“Something strange is happening at the Orsk furniture superstore in Columbus, Ohio. Every morning, employees arrive to find broken Kjerring wardrobes, shattered Brooka glassware, and vandalized Liripip sofa beds clearly, someone or something is up to no good.”
After weeks of odd occurrences and vandalism in the store, the uptight store manager convinces his most loyal employee and a defiant employee who he was always at odds with to stay after hours to solve the mystery of who is wrecking the store. What they find is much more than they ever bargained for.
I got a copy of Horrorstor in the mail and at first glance I honestly confused it for an Ikea catalog. At first, I was really confused why they made it so faux-Ikea centric. After reading the book, it makes total sense. The story has two different tones that I think blend it really well. The first part of the book really well establishes the characters, both the human characters and the location character: Orsk, the Ikea ripoff store. The extremely regimented and orderly mentality of the store culture becomes a focal point in the behaviors of all the characters and becomes a central character in itself.
The first part speaks about how Orsk is a microcosm of the world we live in. It speaks of how we live in a regimented world and spoke of the trials and tribulations the characters go through to make it work in this world. It’s here where the book spins its magic. The way the Orsk world works spins perfectly into the supernatural world is seamless. Where Orsk stands once stood a penitentiary with a sadistic warden who uses work to purge the sins of his inmates. It begins to seep into reality as the spirit of the warden captures and punishes each of the main characters for their personality traits that Orsk best/worst exemplifies.
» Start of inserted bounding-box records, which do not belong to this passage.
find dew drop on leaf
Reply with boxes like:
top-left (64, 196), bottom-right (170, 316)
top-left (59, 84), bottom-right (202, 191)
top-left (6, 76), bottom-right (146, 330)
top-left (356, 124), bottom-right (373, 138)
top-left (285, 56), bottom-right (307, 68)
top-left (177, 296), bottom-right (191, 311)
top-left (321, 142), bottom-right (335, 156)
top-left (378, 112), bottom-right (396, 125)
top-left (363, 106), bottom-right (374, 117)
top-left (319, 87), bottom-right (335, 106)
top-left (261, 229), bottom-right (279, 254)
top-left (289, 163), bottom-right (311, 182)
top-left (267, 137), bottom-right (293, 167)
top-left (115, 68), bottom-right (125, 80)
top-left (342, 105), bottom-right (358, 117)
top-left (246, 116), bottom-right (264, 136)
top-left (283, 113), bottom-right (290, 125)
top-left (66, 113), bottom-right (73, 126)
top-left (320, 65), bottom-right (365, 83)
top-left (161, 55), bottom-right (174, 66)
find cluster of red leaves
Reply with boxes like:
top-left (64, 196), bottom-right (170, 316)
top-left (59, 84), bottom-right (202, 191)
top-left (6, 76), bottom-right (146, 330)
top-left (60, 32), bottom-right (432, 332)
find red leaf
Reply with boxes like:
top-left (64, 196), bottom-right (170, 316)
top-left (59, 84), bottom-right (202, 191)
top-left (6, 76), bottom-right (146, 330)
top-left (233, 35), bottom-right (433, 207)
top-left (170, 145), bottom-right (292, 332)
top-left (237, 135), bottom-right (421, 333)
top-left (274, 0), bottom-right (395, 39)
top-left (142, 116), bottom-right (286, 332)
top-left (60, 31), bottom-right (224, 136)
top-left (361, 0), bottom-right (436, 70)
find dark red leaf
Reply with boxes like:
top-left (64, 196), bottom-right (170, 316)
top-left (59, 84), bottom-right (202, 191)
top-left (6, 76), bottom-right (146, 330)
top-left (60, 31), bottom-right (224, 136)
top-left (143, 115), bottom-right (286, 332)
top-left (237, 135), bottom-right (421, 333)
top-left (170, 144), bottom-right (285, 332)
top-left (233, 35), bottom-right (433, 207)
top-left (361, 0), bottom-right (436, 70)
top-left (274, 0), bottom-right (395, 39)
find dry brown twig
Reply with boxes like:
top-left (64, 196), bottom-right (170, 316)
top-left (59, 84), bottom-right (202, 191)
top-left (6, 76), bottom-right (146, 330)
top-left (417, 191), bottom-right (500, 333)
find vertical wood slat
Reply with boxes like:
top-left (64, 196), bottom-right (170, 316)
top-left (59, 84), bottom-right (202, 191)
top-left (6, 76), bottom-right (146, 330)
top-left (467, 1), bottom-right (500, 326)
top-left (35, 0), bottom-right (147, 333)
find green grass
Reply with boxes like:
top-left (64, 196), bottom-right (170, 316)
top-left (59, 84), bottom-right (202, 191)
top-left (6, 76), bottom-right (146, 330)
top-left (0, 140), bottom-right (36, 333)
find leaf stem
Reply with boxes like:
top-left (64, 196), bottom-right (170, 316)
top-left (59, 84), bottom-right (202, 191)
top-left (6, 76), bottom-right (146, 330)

I found myself really engrossed in the book. While a good 250 pages, it was a very quick read (2 days commute to work on the subway). The sinister nature of the supernatural reminds me a lot of the 90s Asian horror film phenomenon that spawned the Ring, The Grudge, and One Missed Call. Each of the characters seemed palpable and real. The premise seems quite well-thought out in its description of the inner workings of big box stores and how the original penitentiaries worked to “cure” inmates. All in all, it worked really well for Horrorstor. Sure it is not Pride & Prejudice or War and Peace, but it was a great read, a nice scare and something I could easily see made into a film. You won’t be disappointed in this book, so check it out.